At the end of April 1978 a fight occurred between a prisoner and a prison officer in H-Block 6. The prisoner was taken away to solitary confinement, and news spread across the wing that the prisoner had been badly beaten. The prisoners responded by smashing the furniture in their cells, and the prison authorities responded by removing the remaining furniture from the cells leaving the prisoners in cells with just blankets and mattresses. The prisoners responded by refusing to leave their cells, and as a result the prison officers were unable to clear them.
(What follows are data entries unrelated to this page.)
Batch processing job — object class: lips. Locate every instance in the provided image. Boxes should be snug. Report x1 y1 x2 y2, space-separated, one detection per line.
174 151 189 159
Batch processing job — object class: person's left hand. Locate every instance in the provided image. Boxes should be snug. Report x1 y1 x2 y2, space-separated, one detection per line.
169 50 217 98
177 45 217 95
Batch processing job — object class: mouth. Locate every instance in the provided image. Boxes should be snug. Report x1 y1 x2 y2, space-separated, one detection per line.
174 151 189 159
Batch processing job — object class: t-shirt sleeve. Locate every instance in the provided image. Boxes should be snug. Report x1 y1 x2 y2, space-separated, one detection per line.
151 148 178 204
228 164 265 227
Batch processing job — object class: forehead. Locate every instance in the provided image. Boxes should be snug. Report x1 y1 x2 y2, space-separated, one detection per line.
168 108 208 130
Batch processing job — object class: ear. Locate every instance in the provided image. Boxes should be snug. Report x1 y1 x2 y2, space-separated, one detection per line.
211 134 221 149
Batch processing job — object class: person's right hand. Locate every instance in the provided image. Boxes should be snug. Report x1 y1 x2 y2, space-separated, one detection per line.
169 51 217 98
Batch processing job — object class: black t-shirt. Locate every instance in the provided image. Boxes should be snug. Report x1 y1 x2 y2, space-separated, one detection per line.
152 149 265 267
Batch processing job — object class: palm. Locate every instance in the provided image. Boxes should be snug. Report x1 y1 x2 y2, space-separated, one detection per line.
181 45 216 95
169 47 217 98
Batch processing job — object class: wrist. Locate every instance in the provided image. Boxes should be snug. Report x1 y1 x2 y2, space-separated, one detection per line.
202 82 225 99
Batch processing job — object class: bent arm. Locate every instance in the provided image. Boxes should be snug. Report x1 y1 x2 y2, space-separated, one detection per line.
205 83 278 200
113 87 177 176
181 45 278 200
This resulted in the blanket protest escalating into the dirty protest, as the prisoners were unable to "slop out" (i.e., empty their chamber pots) so resorted to smearing excrement on the walls of their cells.

On 27 October 1980, IRA members Brendan Hughes, Tommy McKearney, Raymond McCartney, Tom McFeeley, Sean McKenna, Leo Green, and INLA member John Nixon, began a hunger strike aimed at restoring political status for paramilitary prisoners by securing what were known as the "Five Demands":

1. The right not to wear a prison uniform;
2. The right not to do prison work;
3. The right of free association with other prisoners, and to organise educational and recreational pursuits;
4. The right to one visit, one letter and one parcel per week;
5. Full restoration of remission lost through the protest.

After a 53-day hunger strike with McKenna lapsing in and out of a coma and on the brink of death, the government appeared to concede the essence of the prisoners' five demands with a 30-page document detailing a proposed settlement. With the document in transit to Belfast, Hughes took the decision to save McKenna's life and end the strike after 53 days on 18 December. In January 1981 it became clear that the prisoners' demands had not been conceded. On 4 February the prisoners issued a statement saying that the British government had failed to resolve the crisis and declared their intention of "hunger striking once more".

The 1981 Irish hunger strike began on 1 March when Bobby Sands refused food, and by the time the strike ended on 3 October, ten men, including Sands, had starved to death. Two days later, the incoming Northern Ireland Secretary, James Prior, announced a number of changes in prison policy, including that from then on all paramilitary prisoners would be allowed to wear their own clothes at all times.